Thanks so much - I usually have to check playgrounds and swimming pools, but this isn't the case this time!









Cindy


----------



## campingnut18 (Mar 11, 2004)

Fort Mountain has mountain bike trails (pedal biking, right?) and it's nice - near Chatsworth. Vogel is ALWAYS good = Blairsville, GA. Let's see, maybe TrackRock - private CG in Hiwassee / Blairsville. They have full hookups, a nice pond, and horseback riding. Just a few suggestions of our favs. Ifi you're up for a drive to TN, we loved Fall Creek Falls but be warned that their sites can be a little unlevel and the bathrooms are old (but I think they were renovating.

Carmen


----------



## Cindy B (Aug 18, 2005)

Most definetely on the "pedal" riding.
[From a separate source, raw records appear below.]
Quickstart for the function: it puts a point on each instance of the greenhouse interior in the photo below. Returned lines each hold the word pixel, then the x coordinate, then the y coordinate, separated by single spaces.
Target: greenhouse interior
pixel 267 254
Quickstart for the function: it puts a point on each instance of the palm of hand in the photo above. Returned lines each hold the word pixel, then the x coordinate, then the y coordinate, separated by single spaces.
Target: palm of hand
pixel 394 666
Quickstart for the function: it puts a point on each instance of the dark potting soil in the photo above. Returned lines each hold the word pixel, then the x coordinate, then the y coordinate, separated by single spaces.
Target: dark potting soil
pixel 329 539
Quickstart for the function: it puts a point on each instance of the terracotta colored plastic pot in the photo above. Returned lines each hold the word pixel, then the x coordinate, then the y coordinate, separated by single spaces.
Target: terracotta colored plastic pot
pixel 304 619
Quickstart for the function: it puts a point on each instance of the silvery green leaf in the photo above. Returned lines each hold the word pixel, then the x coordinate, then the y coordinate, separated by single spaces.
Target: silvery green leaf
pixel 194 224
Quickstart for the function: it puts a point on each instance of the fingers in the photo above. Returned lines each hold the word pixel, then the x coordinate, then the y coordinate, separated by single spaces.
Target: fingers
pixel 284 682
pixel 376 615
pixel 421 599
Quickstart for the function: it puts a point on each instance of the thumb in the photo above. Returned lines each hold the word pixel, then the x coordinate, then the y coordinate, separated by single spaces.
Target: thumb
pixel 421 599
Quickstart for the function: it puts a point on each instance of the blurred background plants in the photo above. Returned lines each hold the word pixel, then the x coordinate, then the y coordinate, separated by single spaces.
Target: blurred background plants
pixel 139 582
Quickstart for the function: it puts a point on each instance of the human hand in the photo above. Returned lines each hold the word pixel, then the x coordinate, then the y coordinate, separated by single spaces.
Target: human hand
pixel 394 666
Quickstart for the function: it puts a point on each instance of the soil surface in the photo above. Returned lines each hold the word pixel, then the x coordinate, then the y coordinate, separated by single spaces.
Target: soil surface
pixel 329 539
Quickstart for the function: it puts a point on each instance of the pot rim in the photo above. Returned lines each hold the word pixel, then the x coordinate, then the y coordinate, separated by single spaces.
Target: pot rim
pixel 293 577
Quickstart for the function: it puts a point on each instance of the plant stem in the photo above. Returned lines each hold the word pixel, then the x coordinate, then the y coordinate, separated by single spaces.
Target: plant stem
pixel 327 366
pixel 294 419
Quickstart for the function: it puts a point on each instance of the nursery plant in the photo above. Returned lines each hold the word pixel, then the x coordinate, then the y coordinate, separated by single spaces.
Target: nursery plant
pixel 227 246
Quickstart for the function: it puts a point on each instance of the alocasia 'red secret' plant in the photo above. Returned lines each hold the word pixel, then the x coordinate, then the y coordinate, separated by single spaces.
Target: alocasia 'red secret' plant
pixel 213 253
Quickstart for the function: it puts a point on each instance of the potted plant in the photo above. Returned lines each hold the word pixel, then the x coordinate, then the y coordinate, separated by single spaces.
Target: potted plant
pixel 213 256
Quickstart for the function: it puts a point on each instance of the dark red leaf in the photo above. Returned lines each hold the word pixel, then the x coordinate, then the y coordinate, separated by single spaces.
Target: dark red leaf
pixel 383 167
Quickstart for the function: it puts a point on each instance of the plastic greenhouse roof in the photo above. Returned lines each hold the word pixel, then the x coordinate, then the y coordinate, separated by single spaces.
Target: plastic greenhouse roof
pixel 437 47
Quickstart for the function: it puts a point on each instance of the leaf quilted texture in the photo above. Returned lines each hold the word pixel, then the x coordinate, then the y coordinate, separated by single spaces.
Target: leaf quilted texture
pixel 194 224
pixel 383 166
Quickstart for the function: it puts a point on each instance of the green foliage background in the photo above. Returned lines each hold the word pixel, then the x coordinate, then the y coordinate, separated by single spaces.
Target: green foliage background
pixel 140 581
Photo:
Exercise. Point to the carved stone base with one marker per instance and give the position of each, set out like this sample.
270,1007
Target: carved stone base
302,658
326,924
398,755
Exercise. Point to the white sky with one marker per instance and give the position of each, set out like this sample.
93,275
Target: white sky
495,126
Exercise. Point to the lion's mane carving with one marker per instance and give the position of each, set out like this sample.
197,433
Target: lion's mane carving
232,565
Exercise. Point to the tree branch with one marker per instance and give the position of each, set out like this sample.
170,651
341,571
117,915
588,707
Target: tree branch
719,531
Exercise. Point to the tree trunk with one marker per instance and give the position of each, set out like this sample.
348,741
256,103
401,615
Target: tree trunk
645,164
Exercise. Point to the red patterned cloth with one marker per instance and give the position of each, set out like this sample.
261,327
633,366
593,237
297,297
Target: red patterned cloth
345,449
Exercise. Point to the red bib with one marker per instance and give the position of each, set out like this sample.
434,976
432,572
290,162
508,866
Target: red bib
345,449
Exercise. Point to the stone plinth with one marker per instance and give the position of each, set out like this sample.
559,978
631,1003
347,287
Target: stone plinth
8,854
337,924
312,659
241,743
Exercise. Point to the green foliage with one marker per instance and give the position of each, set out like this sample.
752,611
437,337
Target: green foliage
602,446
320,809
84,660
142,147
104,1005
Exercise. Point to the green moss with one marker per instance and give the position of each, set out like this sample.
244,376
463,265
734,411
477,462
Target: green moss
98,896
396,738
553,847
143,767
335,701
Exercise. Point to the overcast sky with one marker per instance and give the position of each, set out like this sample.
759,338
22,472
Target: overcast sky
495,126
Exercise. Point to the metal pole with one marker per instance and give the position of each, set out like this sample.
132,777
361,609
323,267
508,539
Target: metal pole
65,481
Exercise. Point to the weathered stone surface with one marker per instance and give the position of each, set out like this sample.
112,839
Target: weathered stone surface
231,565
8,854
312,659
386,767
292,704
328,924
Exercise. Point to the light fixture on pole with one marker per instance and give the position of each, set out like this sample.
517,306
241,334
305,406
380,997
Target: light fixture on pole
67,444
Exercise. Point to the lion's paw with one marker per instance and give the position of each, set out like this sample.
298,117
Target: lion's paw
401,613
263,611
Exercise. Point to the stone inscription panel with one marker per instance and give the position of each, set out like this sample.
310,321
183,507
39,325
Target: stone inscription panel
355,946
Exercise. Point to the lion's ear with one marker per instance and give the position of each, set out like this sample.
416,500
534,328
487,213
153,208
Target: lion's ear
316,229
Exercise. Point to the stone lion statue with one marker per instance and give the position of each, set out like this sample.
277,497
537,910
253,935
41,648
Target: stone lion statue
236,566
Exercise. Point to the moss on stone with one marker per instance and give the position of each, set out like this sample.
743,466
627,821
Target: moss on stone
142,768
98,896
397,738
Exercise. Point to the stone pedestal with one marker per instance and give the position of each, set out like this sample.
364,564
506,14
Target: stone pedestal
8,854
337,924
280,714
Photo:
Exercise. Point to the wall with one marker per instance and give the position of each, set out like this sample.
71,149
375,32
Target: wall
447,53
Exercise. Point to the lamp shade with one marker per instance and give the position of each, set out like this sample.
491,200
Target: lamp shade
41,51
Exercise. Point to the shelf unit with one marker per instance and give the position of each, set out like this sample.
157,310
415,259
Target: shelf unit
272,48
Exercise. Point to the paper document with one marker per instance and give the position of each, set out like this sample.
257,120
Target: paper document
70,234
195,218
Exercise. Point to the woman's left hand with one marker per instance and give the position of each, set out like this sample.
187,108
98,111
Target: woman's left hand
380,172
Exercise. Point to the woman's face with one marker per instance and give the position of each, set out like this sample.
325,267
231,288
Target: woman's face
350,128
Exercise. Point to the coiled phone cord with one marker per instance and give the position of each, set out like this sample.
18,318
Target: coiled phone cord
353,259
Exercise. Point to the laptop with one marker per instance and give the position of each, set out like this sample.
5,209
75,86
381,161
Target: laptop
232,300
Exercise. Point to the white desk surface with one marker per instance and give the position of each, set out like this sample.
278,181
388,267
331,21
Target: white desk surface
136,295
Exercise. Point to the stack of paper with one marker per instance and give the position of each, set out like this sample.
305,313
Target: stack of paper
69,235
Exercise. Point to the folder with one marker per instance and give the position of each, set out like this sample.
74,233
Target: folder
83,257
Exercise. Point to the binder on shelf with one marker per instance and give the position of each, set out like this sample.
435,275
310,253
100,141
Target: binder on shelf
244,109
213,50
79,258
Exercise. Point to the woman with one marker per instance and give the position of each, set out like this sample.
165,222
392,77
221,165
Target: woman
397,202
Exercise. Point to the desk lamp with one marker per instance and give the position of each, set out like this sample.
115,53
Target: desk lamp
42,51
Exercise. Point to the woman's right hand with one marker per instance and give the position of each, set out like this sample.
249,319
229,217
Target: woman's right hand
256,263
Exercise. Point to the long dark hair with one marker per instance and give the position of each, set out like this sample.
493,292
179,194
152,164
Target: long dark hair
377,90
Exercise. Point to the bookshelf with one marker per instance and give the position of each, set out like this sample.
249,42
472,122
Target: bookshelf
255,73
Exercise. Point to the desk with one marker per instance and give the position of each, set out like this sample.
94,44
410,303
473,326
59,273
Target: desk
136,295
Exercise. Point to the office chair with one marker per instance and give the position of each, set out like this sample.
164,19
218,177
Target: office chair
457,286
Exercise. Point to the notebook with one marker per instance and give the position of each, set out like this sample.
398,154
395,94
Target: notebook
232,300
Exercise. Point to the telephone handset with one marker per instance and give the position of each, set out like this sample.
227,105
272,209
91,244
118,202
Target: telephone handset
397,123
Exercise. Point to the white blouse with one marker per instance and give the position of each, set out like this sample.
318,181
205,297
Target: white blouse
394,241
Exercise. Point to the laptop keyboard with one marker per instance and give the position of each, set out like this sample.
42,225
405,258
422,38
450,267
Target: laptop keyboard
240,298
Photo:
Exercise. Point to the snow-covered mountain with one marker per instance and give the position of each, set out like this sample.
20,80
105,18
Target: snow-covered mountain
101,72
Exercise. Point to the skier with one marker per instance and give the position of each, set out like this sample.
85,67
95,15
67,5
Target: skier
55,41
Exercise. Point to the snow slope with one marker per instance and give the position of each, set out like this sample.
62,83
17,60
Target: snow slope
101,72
He enjoys it, and he goes out in the morning and we just kinda hang for the afternoon!

Thanks - I will definetely start "googling"!

Cindy


----------



## biga (Apr 17, 2006)

I agree with Fall Creek Falls in TN. Your husband sounds like the outdoorsy type. Not sure about all the activities, but there are trails-a-plenty, waterfalls, and a large lake suitable for fishing, paddle boating, etc. My husband and I went last July and spend 3 days (weather was crazy unpredictable then) but we loved it. I want to go back. The nature of if all was great, but the campground was nothing to write home about.

Other than there... we have been to Sloppy Floyd & Cloudland Canyon State Parks in GA and Guntersville State Park in AL.

Cloudland Canyon would be my second choice.

I am excited to see other posts on this topic because we live in Northeast AL and with gas prices rising - we will be staying close to home when we camp.

Hope this helps.

Mrs. BigA


----------



## Cindy B (Aug 18, 2005)

We went to Lake Guntersville, but stayed at some resort that tried to sell us into it









I could not get over how BEAUTIFUL that lake is! We will definetely be going back, but will probably check out Little Mountain Marina Campground. It has the indoor pool and outdoor pool that my kids would thoroughly enjoy!

I wanted to let you know that my husband has "stolen" some ideas from your husband on the mods - so thanks for the ideas









Cindy


----------



## mmblantz (Jul 1, 2007)

North GA mountains, Clayton Area. Awesome hiking trail, bike trails, Gigantic lake system, Streams & rivers for trout fishing ect.. Moccasin Creek, Black Rock Mountain & several other state parks in area, or for a real quiet setting check out Sleepy Hollow Campgrounds about 20 north of Helen.


----------



## biga (Apr 17, 2006)

Cindy B
There is no such thing as "stolen mods" on this forum. We share all...so be sure to share any cool ideas with my husband since his hunny-do is getting shorter (all-be-it) not finished.

Thanks!

P.S. My husband plays drums in Southern Gospel group. We have played at Mountain Lake Resorts. Nice Place (never camped there), but lots of older seasonal campers. And they really didn't appreciate his drums...(so stay very, very quiet and don't mention that you know us!!! )(Just Kidding)

Mrs. BigA


----------



## tidefan (Oct 31, 2007)

Oak Mountain in Birmingham has some of the best mountain biking in this part of the SE. The campground isn't the best (needs to be updated and the sites aren't level) but would be ok. There is also a small lake he could do some kayaking in.


----------



## HDOutbackers (Feb 28, 2008)

The DW and I camped at RiverValley Campground in Cherokee North Carolina. We loved it because so many things were close by to include rafting, museums, Indian tourist attractions and best of all the natural beauty of the area.

Our camp site was right on a rushing river and listening to it flow while gazing at the camp fire made the trip.

http://www.mountainshops.com/rvc.html

As biker we enjoyed the biker museum in Maggie Valley as well.

Vicki & Tim


----------